Territori occupati. Incertezza sui tempi dell’annessione israeliana della Cisgiordania
GERUSALEMME. A poche ore dal 1 luglio indicato da Benyamin Netanyahu come la data di inizio della «estensione della sovranità», l’annessione unilaterale a Israele di larghe porzioni di Cisgiordania, non sono chiare le mosse che farà il premier israeliano. Sotto la pressione di varie parti internazionali annuncerà una «mini-annessione» di tre grandi blocchi di insediamenti coloniali senza la Valle del Giordano oppure, incurante di critiche e condanne – l’ultima è di Michelle Bachelet, alto commissario Onu per i diritti umani -, annetterà subito il 30% della Cisgiordania? Due giorni fa Netanyahu ancora una volta ha parlato della Bibbia come di un trattato di geografia politica. Durante una conferenza virtuale con la Christians United for Israel, una audience di cristiani evangelici sionisti, ha rappresentato il suo progetto, figlio del piano di Donald Trump per il Medio oriente, come una attuazione del racconto biblico e «un passo verso la pace». «Il Piano Trump non cambia la realtà sul terreno – ha affermato – ma semplicemente la riconosce». E ha ribadito che lo staterello palestinese teorizzato dall’Amministrazione Usa sarà sotto il pieno controllo di Israele. Tanti gli applausi da parte degli evangelici stretti alleati di Israele. Dagli Usa però il via libera definitivo all’annessione tarda ad arrivare e le esitazioni del principale alleato di governo, il ministro della difesa Benny Gantz, rallentano le mosse del primo ministro.

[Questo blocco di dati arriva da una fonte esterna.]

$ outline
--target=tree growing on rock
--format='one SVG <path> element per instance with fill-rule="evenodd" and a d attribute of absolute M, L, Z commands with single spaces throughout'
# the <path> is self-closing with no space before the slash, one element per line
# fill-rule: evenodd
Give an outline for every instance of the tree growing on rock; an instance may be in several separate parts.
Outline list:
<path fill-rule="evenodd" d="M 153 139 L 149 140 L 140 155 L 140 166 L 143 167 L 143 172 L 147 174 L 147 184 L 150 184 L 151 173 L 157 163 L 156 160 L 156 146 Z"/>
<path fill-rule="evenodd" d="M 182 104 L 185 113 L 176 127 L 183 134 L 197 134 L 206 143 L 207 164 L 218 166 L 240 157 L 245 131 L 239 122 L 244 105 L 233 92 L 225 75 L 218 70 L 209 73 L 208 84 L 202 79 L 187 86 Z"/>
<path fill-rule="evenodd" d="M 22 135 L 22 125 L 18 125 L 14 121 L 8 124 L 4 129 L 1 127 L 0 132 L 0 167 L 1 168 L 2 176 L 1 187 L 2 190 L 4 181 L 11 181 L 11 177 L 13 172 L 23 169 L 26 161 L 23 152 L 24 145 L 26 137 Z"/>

La popolazione israeliana mostra scarso interesse verso la questione all’annessione che comunque non contesta. Allo stesso tempo si rafforza l’opposizione interna al progetto. A Petach Tiqwa (Tel Aviv) un liquido rosso sangue, repellente, zampillava ieri in una fontana nella piazza dedicata un anno fa a Trump in riconoscenza per il riconoscimento, sempre unilaterale, di Gerusalemme come capitale di Israele. «L’annessione ci costerà sangue» diceva una scritta lasciata alla base della fontana. Gli autori della protesta hanno spiegato che il piano di Netanyahu, «sarà un disastro sia per la sicurezza sia per l’economia. Quei leader giocano col fuoco a spese dei cittadini».